I have recently become interested in the 19th Century history of parts of Europe. This venture into the nearly-unknown-to-me has benefitted by its coincidence with the 200th Anniversary of the Battle of Waterloo. There has been more than enough in recorded histories and in media reports to keep me interested and awake during the day.
Probably because I had never thought about it before, I was amazed to learn that, in the whole of the past 200 years, there has been only one carefully documented excavation of the grave of an on-site Waterloo battlefield casualty. According to Internet sources, the body was that of a Hanoverian soldier serving with Wellington’s army. He was evidently a member of the King’s German Legion, and not one of the Hanoverian regiments. He is tangible proof of the presence at Waterloo of Wellington’s Continental allies.

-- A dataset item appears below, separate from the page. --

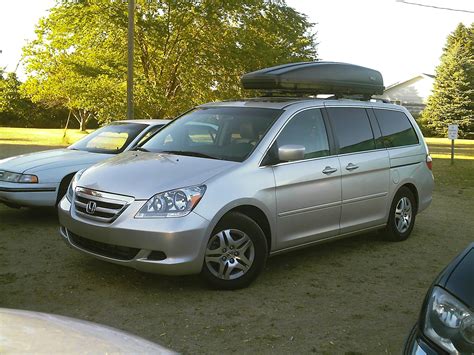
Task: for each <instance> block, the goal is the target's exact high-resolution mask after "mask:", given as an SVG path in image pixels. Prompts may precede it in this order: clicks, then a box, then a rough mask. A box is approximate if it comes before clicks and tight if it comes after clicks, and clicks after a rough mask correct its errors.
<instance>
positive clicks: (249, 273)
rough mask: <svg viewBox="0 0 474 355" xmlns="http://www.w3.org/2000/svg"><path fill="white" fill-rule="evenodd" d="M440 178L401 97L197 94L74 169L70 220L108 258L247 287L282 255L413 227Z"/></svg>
mask: <svg viewBox="0 0 474 355" xmlns="http://www.w3.org/2000/svg"><path fill="white" fill-rule="evenodd" d="M432 190H433V175H432V173H431V158H430V156H429V153H428V148H427V145H426V144H425V142H424V140H423V136H422V133H421V131H420V129H419V128H418V126H417V124H416V122H415V120H414V119H413V117H412V116H411V115H410V113H409V112H408V111H407V110H406V109H405V108H404V107H401V106H397V105H393V104H388V103H384V102H373V100H372V101H367V100H354V99H340V98H338V97H331V98H327V99H317V98H313V97H294V96H289V97H259V98H253V99H247V100H242V101H229V102H220V103H210V104H206V105H202V106H199V107H196V108H195V109H193V110H191V111H189V112H187V113H185V114H184V115H182V116H181V117H179V118H177V119H175V120H174V121H173V122H172V123H170V124H168V125H167V126H166V127H165V128H164V129H162V130H160V131H159V132H157V133H156V134H155V135H153V136H152V137H151V138H149V140H148V141H146V142H145V143H144V144H143V145H141V147H139V148H138V149H137V150H136V151H131V152H126V153H123V154H120V155H118V156H116V157H114V158H111V159H109V160H107V161H104V162H101V163H99V164H97V165H95V166H93V167H91V168H88V169H87V170H85V171H81V172H79V173H77V174H76V176H75V177H74V179H73V181H72V183H71V185H70V186H69V190H68V192H67V194H66V196H65V198H63V199H62V201H61V202H60V204H59V219H60V224H61V227H60V233H61V235H62V237H63V238H64V240H65V241H66V242H67V243H68V244H69V245H70V246H72V247H73V248H75V249H77V250H80V251H82V252H84V253H87V254H90V255H92V256H94V257H97V258H99V259H102V260H105V261H109V262H113V263H117V264H121V265H126V266H130V267H134V268H136V269H139V270H143V271H146V272H156V273H163V274H174V275H182V274H197V273H200V274H201V275H202V276H203V277H204V278H205V279H206V280H207V281H208V282H209V283H210V284H211V285H213V286H215V287H218V288H223V289H236V288H241V287H245V286H247V285H248V284H249V283H251V282H252V281H253V280H254V279H255V278H256V277H257V275H258V274H260V272H261V271H262V270H263V268H264V265H265V261H266V259H267V257H268V256H271V255H275V254H278V253H282V252H286V251H290V250H294V249H296V248H301V247H306V246H310V245H314V244H317V243H321V242H325V241H328V240H332V239H337V238H342V237H346V236H350V235H355V234H359V233H363V232H368V231H372V230H379V229H380V230H383V232H382V233H381V235H383V236H384V237H386V238H388V239H390V240H394V241H401V240H404V239H406V238H408V236H409V235H410V233H411V231H412V229H413V226H414V223H415V217H416V215H417V214H418V213H420V212H421V211H423V210H424V209H425V208H427V207H428V206H429V204H430V203H431V199H432Z"/></svg>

The survival of this burial was evidently a matter of good luck rather than good management. After the battle, only men of high rank had their bodies taken elsewhere for burial and appropriate commemoration. The rest went into mass graves, but only after enterprising scavengers had stripped them of valuables. This included the removal of sound teeth from bodies, which were later sold for implantation into the toothless jaws of paying customers in various parts of Europe. It was also reported that, later, the skeletonised remains of the battlefield casualties were excavated and ground up to serve as agricultural fertiliser. By modern standards, this was scandalous and disrespectful treatment of men who had fought and died to bring the Napoleonic Wars to an end.
How, where and when did this apparently barbaric behaviour in 1815 evolve into the civilised memorialising of Boer War casualties less than 100 years later?